By focusing low-intensity ultrasound pulses that penetrate soft tissues, LIPUS represents a promising biomedical technology to remotely and safely manipulate neural firing, hormonal secretion and genetically-reprogrammed cells. However, the translation of this technology for medical applications is currently hampered by a lack of biophysical mechanisms by which targeted tissues sense and respond to LIPUS. A suitable approach to identify these mechanisms would be to use optical biosensors in combination with LIPUS to determine underlying signaling pathways. However, implementing LIPUS to a fluorescence microscope may introduce undesired mechanical artefacts due to the presence of physical interfaces that reflect, absorb and refract acoustic waves. This article presents a step-by-step procedure to incorporate LIPUS to commercially-available upright epi-fluorescence microscopes while minimizing the influence of physical interfaces along the acoustic path. A simple procedure is described to operate a single-element ultrasound transducer and to bring the focal zone of the transducer into the objective focal point. The use of LIPUS is illustrated with an example of LIPUS-induced calcium transients in cultured human glioblastoma cells measured using calcium imaging.

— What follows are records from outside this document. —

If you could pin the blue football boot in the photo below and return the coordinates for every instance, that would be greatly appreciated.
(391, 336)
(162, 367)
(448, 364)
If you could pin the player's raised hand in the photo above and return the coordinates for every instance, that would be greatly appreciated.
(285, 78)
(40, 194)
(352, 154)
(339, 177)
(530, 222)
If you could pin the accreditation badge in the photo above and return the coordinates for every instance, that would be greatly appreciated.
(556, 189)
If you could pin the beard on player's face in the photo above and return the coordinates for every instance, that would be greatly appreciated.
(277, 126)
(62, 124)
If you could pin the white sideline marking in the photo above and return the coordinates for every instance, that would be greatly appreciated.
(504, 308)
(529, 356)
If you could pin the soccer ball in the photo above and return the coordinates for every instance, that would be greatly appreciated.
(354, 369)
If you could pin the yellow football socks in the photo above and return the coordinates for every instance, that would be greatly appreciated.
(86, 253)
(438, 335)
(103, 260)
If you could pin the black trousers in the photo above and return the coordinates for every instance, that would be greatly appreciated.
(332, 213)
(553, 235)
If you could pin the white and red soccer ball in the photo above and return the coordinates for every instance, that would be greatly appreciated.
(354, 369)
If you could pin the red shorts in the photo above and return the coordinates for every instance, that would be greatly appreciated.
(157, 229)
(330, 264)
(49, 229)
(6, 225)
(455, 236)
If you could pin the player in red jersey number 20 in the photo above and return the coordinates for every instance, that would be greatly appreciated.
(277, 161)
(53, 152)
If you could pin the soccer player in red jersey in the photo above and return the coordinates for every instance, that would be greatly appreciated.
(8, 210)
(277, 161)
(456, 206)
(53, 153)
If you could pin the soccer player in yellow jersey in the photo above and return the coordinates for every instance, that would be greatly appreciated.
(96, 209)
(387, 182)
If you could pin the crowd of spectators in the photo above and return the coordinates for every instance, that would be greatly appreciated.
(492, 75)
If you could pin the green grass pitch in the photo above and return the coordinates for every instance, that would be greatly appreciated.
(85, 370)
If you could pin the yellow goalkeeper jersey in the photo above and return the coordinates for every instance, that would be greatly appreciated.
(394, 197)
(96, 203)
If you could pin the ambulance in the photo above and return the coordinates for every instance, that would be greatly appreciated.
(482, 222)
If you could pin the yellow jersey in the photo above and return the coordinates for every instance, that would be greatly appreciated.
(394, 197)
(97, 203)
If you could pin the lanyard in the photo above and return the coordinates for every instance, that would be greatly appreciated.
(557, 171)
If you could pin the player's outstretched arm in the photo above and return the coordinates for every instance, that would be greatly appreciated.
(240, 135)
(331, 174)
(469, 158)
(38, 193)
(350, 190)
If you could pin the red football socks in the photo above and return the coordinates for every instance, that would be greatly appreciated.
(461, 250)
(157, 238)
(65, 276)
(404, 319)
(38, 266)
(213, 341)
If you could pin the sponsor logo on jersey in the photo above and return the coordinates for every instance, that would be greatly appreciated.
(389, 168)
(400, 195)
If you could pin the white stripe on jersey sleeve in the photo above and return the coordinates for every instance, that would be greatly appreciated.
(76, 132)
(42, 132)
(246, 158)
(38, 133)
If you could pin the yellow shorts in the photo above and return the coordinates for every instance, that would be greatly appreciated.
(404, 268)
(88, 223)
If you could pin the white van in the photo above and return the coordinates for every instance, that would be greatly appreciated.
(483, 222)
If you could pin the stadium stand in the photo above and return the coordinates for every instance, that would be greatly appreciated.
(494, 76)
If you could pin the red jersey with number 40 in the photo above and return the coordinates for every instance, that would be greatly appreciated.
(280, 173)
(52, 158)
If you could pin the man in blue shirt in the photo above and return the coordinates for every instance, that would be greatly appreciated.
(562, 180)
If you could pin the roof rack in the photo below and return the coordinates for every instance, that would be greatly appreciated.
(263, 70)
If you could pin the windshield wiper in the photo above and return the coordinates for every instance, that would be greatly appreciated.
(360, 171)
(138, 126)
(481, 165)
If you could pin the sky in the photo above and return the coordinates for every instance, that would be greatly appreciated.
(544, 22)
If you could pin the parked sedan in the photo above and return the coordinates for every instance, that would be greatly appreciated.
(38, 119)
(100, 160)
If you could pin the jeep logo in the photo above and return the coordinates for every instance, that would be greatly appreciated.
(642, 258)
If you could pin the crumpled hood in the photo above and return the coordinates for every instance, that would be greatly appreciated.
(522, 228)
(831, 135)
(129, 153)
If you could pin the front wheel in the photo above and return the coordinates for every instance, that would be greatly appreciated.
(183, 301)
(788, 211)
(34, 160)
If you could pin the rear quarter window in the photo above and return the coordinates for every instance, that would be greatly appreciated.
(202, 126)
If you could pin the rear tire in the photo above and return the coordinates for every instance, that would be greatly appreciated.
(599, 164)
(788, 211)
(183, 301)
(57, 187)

Many diseases require some form of invasive medical intervention. These procedures are often expensive, risky, require recovery periods and thus add a burden to health care systems. Non-invasive therapeutic modalities have the potential to provide safer and cheaper alternatives to conventional surgical procedures. However, current non-invasive approaches such as pharmacotherapy or transcranial magnetic stimulation are often limited by trade-offs between tissue penetration, spatiotemporal resolution and unwanted off-target effects. In this context, a focused ultrasound constitutes a promising non-invasive technology with the potential to manipulate biological functions deep inside tissues with high spatiotemporal accuracy and limited off-target effects.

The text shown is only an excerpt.